Though Ames and Taibbi are often explicitly anti-American, there is something uncannily American about their mixture of brutal intellectual kickboxing and shameless self-promotion. Instinctively they must realize that only the America they love to hate has ever really enjoyed the unabashed freedom of expression they continually abuse with malicious glee. That they venture so far beyond the pale of public decency should be seen as a sign of their desperation over what they consider America's increasingly rigid orthodoxies.
Ames and Taibbi often remark that their paper would be shut down in a minute if it were published in New York or Washington, if not for unlawful slander then by armies of enraged feminists, anti-obscenity activists, and sexual harassment lawyers. In light of the heat generated by the eXile just among the expatriate community of Americans in Moscow--where the editors have repeatedly endured blackmail, petition drives to boycott the paper's advertisers, and even death threats--such a scenario is not hard to imagine.
In Moscow, by contrast, Ames and Taibbi are free to go on smearing rhetorical mud pies over the Clintonian New World Order. Fleeing the unwritten speech codes of their native America, Ames and Taibbi have found a First Amendment haven in the former capital city of International Communism, of all places. Small wonder, then, that their rhetoric is so extreme. Only by shouting fire in a crowded theater, the eXile would have us believe, is it possible to wake up the numbed, complacent citizens of our once-vaunted democracy.

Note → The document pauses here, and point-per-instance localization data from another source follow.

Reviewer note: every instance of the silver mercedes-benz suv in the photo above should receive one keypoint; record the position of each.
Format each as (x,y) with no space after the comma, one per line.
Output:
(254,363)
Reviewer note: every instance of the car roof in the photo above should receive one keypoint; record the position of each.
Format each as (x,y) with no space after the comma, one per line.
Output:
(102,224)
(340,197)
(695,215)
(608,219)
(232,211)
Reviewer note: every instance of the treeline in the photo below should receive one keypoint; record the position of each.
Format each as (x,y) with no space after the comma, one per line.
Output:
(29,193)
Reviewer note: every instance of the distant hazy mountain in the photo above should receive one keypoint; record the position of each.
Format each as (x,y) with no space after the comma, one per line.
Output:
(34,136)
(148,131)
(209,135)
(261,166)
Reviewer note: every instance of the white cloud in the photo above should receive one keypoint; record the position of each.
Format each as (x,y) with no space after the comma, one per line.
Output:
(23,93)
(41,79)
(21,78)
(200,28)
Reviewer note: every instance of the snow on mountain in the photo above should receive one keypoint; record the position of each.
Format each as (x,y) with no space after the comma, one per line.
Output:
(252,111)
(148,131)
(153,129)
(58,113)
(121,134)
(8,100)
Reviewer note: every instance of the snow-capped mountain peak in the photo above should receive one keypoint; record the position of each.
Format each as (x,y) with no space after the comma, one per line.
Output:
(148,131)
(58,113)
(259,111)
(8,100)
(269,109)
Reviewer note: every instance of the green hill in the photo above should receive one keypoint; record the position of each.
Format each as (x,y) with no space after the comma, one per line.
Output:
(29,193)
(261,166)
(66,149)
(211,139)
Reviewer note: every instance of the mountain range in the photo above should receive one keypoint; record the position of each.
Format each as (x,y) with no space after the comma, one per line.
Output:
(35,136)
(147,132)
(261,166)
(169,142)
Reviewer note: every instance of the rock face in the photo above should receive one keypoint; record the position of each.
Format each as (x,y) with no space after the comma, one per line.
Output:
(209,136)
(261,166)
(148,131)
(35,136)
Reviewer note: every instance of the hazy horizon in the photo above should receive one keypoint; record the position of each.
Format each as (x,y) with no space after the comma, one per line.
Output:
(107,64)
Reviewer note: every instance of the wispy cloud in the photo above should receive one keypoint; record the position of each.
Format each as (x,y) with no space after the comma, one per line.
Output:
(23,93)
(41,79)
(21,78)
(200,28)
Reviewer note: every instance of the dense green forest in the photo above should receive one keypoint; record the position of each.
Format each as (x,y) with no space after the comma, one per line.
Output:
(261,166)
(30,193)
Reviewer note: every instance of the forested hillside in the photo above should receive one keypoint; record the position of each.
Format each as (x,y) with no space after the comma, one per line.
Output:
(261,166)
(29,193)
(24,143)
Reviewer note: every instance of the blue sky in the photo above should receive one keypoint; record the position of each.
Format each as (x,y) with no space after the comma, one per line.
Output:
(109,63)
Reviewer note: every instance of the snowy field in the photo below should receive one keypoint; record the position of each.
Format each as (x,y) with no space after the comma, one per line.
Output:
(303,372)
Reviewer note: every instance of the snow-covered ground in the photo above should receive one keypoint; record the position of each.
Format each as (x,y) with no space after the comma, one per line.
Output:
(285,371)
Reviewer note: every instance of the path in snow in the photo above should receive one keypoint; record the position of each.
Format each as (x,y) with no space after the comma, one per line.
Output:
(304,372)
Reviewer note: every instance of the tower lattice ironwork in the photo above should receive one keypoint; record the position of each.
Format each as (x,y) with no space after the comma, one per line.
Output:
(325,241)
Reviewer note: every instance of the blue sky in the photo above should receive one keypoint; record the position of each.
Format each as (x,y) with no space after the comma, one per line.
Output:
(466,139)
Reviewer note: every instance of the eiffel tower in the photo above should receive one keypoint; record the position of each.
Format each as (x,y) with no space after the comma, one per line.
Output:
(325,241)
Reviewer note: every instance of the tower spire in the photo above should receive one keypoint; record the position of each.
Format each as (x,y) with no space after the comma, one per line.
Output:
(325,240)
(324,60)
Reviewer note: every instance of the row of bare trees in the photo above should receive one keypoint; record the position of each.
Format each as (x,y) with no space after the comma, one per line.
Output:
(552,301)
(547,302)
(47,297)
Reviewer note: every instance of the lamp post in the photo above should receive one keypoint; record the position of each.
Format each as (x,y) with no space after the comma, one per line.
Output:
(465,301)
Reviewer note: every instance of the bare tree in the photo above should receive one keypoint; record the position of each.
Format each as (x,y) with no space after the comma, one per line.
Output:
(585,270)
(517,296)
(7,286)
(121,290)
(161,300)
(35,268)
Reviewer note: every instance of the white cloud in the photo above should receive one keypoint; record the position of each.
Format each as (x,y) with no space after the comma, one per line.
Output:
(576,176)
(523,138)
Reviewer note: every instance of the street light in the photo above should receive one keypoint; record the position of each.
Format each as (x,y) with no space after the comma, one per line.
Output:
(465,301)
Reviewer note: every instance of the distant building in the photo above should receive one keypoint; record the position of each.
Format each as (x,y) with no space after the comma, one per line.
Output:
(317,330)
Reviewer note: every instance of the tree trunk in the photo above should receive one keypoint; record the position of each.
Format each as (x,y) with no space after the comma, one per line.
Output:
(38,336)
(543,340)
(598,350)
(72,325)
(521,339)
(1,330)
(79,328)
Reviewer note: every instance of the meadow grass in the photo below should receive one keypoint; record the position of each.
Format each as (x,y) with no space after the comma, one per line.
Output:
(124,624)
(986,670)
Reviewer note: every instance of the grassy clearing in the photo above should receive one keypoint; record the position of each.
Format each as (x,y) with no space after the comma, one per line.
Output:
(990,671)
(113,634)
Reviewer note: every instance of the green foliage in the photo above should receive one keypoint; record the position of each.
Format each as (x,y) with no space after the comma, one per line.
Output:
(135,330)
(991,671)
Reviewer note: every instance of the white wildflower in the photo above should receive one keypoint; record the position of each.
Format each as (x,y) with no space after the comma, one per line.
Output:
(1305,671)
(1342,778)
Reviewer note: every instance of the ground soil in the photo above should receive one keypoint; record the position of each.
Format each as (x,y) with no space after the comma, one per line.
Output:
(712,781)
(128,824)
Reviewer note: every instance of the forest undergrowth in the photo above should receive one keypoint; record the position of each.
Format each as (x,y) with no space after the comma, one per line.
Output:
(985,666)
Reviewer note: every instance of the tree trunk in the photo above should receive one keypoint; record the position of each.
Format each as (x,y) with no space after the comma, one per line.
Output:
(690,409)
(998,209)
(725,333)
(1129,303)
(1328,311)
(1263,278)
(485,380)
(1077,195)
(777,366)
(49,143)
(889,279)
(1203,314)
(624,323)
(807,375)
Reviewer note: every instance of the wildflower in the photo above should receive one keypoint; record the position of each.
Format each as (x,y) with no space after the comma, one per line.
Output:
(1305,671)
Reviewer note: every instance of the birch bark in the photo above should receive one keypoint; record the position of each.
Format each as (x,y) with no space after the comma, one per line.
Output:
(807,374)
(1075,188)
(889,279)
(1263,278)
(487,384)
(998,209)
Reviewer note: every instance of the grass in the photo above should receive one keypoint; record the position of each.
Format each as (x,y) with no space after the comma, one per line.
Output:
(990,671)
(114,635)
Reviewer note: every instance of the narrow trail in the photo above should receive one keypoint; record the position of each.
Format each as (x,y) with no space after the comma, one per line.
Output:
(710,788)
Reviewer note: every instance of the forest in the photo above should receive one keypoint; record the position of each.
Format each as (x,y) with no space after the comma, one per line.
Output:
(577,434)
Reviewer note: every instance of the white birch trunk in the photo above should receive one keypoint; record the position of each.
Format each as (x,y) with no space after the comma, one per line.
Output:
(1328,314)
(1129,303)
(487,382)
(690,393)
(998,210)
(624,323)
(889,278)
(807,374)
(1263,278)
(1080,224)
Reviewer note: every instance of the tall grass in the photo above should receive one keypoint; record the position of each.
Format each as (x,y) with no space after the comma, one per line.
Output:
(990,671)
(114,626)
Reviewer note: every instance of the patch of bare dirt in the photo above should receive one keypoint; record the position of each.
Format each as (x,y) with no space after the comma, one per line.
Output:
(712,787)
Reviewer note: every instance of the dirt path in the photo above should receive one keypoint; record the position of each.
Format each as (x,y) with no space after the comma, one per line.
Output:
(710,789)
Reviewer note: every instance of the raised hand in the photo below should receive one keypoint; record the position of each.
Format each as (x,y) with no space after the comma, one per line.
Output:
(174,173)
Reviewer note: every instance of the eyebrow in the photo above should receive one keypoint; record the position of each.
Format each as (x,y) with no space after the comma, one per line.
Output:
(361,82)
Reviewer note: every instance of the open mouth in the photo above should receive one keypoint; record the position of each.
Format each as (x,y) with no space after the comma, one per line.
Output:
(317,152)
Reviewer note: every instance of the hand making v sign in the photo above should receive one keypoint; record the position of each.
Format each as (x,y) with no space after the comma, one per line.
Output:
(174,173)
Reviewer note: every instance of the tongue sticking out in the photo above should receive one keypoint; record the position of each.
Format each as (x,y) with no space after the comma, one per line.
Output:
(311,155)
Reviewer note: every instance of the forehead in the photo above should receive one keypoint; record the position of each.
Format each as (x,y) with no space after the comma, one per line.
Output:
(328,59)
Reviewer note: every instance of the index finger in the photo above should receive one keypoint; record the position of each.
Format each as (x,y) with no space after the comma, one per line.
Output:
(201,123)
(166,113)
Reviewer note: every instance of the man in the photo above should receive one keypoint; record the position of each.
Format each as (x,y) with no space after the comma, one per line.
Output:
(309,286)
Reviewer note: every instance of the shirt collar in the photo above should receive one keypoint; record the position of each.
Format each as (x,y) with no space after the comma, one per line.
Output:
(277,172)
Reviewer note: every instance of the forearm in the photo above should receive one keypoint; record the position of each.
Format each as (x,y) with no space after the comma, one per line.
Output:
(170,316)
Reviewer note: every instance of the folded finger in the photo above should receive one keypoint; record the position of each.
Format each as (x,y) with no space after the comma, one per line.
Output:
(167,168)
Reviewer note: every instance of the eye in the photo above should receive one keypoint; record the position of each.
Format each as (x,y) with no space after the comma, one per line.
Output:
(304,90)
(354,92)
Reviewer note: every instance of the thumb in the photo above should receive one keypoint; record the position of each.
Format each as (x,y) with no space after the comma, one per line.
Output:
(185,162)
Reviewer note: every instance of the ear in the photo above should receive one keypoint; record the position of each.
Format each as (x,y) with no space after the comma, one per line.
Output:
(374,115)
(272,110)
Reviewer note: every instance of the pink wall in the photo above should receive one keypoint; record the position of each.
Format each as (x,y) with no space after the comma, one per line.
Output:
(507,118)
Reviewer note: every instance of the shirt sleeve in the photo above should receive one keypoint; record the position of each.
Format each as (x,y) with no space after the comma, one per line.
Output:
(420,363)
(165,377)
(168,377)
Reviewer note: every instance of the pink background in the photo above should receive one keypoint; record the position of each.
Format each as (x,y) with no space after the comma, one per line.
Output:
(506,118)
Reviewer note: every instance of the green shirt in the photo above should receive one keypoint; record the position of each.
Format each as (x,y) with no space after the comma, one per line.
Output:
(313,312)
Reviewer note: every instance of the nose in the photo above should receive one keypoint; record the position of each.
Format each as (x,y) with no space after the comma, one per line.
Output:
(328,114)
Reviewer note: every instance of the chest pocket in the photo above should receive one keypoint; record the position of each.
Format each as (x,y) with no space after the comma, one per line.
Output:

Whether or not Ames and Taibbi are justified in this bleak assessment of American civic life, their explosive new book is sure to stampede its way into the argument one way or another. And for politically incorrect Americans longing for an antidote to the bland, unquestioning triumphalism of our current national consensus, I have a feeling the eXile will go down like an ice-cold glass of lemonade--laced with vodka and a melange of potent narcotics--on an unbearably humid summer day.